Since Edestus is only known from fossilized tooth brackets, how exactly its jaws worked and what it ate with them is still a mystery. Many reconstructions end up either goofy or horrifying as a result, and so I’ve attempted to make this one look a bit more “normal”. And capable of closing its own mouth.
Edit: This reconstruction was based more on chimaeras than on other eugeneodontids, and is therefore probably very inaccurate. When I originally did this image I wasn’t aware body outlines were known for the group. For a much more accurate version see my 2020 version in the “Weird Heads” series.
Homalodotherium, a South American notoungulate mammal from the Early-to-Middle Miocene of Patagonia (~20-15 mya). Standing about 1.4m tall at the shoulder (4′7″), it seems to have convergently evolved to fill the same selective browsing niche as the North American chalicotheres and the later giant ground sloths.
Despite being an ungulate it had claws rather than hooves, and walked plantigrade on its hind feet but digitigrade on its front feet. It would have been capable of rearing up bipedally to pull down branches with its long forelimbs, with the shape of its nasal bones suggesting it may have also had a prehensile upper lip to help it strip off vegetation while feeding.
Spinoaequalis schultzei, an early diapsid reptile from the late Carboniferous of Kansas, USA (~300 mya). Measuring about 30cm long (1′), it appears to have been semi-aquatic, with limbs like a typical terrestrial reptile but also possessing a long flexible paddle-like tail to aid in swimming – making it one of the earliest amniotes to experiment with “returning to the water”.
Bathornis grallator, a flightless bird about 75cm tall (2′6″) from the Late Eocene and Early Oligocene of Midwestern USA (~37-34 mya).
It was originally mistaken for a long-legged vulture (under the name Neocathartes) when first discovered in the 1940s, but later studies have shown it was actually one of the smaller members of the bathornithids – close cousins of the more well-known South American “terror birds”, successfully occupying terrestrial predator niches alongside large carnivorous mammals.

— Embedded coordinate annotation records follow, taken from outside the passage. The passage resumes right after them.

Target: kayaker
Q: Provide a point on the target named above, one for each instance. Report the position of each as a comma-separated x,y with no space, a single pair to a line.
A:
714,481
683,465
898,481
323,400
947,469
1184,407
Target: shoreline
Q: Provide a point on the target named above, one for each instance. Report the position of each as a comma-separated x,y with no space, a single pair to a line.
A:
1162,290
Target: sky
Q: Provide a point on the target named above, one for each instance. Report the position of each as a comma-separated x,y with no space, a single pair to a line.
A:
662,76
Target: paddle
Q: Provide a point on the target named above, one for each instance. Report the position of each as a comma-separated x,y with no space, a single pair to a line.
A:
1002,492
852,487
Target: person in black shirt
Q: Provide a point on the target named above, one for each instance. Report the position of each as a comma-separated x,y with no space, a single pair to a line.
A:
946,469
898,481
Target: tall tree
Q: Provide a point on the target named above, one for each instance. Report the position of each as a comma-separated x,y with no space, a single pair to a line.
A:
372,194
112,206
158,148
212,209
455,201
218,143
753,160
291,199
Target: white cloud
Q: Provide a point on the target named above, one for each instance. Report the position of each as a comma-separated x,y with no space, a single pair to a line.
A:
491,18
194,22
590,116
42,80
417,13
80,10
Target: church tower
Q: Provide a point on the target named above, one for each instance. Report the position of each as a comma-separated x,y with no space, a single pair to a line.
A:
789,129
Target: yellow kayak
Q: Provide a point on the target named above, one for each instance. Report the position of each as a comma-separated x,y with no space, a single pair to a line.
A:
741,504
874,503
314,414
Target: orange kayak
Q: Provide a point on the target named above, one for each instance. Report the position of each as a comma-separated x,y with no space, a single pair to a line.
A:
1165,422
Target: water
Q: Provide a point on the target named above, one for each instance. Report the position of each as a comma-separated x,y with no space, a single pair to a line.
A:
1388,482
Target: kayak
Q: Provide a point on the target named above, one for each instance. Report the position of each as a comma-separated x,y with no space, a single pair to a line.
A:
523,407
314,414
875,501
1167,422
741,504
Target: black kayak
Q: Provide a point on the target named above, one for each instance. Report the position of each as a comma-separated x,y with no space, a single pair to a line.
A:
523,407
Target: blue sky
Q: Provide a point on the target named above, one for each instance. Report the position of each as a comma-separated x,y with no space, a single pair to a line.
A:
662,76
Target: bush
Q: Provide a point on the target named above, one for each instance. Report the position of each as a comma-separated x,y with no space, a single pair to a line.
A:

Lycopsis longirostrus*, a sparassodont mammal from the Middle Miocene of Colombia, South America (~14-12 mya). About 35cm tall at the shoulder (1′2″), it was originally thought to be a dog-like or thylacine-like animal, but studies of a well-preserved specimen have shown that it had an unusual mix of anatomic features in its limb bones, with adaptations for both climbing and running.
It was probably a terrestrial ambush hunter, preying on rodents and other small animals, but also had the ability to grasp and climb trees in its densely forested environment – especially useful for avoiding the land crocodiles that shared its habitat.
( * Often seen misspelled as L. longirostris )
Aaand we’re back to normal updates with a fully working computer again!
Let’s properly start off this year’s art pieces with a particularly weird sauropod dinosaur. This is Brachytrachelopan, known from Argentina at the very end of the Jurassic (~152-145 mya).
A member of the dicraeosaurids, it was a close relative of the spiky-necked Amargasaurus and was roughly the same size at about 10m long (32′9″) – but it also had the shortest neck of any known sauropod, suggesting it was specialized for a completely different diet. It may have been a sort of “iguanodont-mimic”, adapted to a low browsing niche, since actual iguanodonts were absent from its ecosystem.
I’ve given this one a little bit of speculative bristly fuzz, because I can. While all currently known sauropod skin impressions show scales, we don’t have full-body coverage and fuzz was almost certainly present in their ancestors – and both types of integument can also exist on the same animal in the same places.
Also I just like the idea of sauropods with manes and beards.